Spoltore, due indagati per la voragine nell’area giochi del belvedere

2 Febbraio 2026

Sotto inchiesta il direttore dei lavori e il titolare dell’impresa che si era aggiudicata l’appalto. Le indagini dei carabinieri forestali partirono dopo l’esposto di quattro consiglieri comunali

SPOLTORE. La frana che il 5 dicembre del 2024 interessò il comune di Spoltore e che provocò una grossa voragine nel suolo a causa del cedimento della pavimentazione del marciapiede di via Dietro Le Mura, all’altezza dell’area giochi per bambini che si trova sulla struttura denominata “Belvedere Giulio Gaist”, con tutte le conseguenze che avrebbe potuto provocare per l'incolumità pubblica, ha portato all’individuazione di due eventuali responsabili, indagati per violazione della normativa ambientale.

L’inchiesta (inizialmente nelle mani del pm Luca Sciarretta e poi passata alla collega Anna Benigni) era partita da un esposto presentato il 1° febbraio del 2025 da quattro consiglieri comunali (Pierpaolo Pace, Marco Della Torre, Agnese Ranghelli e Stelvio D’Ettorre) che sollevavano dubbi sulla regolarità dei lavori dell’opera pubblica denominata “Consolidamento per il dissesto idrogeologico del centro storico del capoluogo di Spoltore OPP_21/3”.

Sotto inchiesta oggi sono quindi finiti il direttore dei lavori (poi divenuto responsabile del settore Lavori pubblici e manutenzione del Comune con ordinanza sindacale 40 del 24 ottobre 2024) e il titolare dell’impresa Co.Ge.Pri srl, aggiudicatrice dell’appalto. Le indagini vennero affidate ai carabinieri forestali che avviarono accertamenti e l’acquisizione di documenti (compresa l’escussione del progettista e direttore dei lavori che successivamente diventerà indagato, che depositava anche una sua relazione chiamandosi fuori da ogni responsabilità), finendo per stabilire che una parte di quei lavori erano stati eseguiti senza l’autorizzazione della Soprintendenza per i Beni architettonici e paesaggistici per l'Abruzzo, in particolare per l’intervento C relativo ai lavori di “completamento e adeguamento sismico del manufatto esistente Belvedere”.

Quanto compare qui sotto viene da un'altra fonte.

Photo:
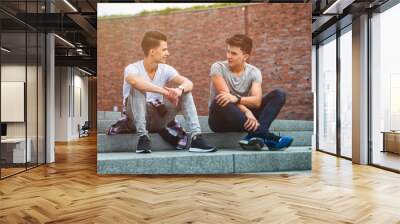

La Soprintendenza affermava che i lavori erano stati avviati senza aver ricevuto dal Comune di Spoltore la richiesta comunicazione di inizio lavori né il parere endoprocedimentale paesaggistico. E che quindi l’intervento C non era stato autorizzato, in quanto quei lavori ricadevano in zona sottoposta a vincolo. Il problema principale è che quei lavori vennero eseguiti procedendo all’eliminazione del materiale presente nel manufatto Belvedere che si trova proprio al di sotto della zona franata. Quindi è vero che il crollo potrebbe essere avvenuto in concomitanza delle forti piogge e del concomitante percolamento dell'acqua meteorica nelle fessurazioni del marciapiede posato sopra il manufatto Belvedere, ma è anche vero che il terreno sotto il marciapiede, reso molle dalle piogge, non ha più trovato appoggio nel materiale che fungeva da tappo sotto le campate del Belvedere, creando così la voragine.

Una dinamica che era stata riportata anche nell’esposto dei consiglieri comunali (che avevano fatto accesso agli atti) che evidenziavano come questo poteva accadere a ogni campata del marciapiede «sia per sovraccarico idrico da acque piovane, ma anche solo per passaggio di mezzi pesanti sulla carreggiata della strada con notevole pericolosità per l'incolumità pubblica». E nell’esposto segnalavano che sarebbe stato necessario «procedere con la tamponatura dell'intero manufatto con un muro di cemento armato, proprio per evitare cedimenti e come previsto dal progetto presentato al Genio Civile, ma purtroppo tali lavori non risultano essere stati effettuati».

Sarà quindi ora l'inchiesta della procura a definire eventuali responsabilità dei due indagati, anche se, e va evidenziato, il Comune di Spoltore ha subito provveduto a mettere in sicurezza la zona interessata. Nella stessa data del 5 dicembre la sindaca ha disposto la chiusura al pubblico del Belvedere “Giulio Gaist” e l’area antistante comprendente l’intero marciapiede di via Dietro le Mura.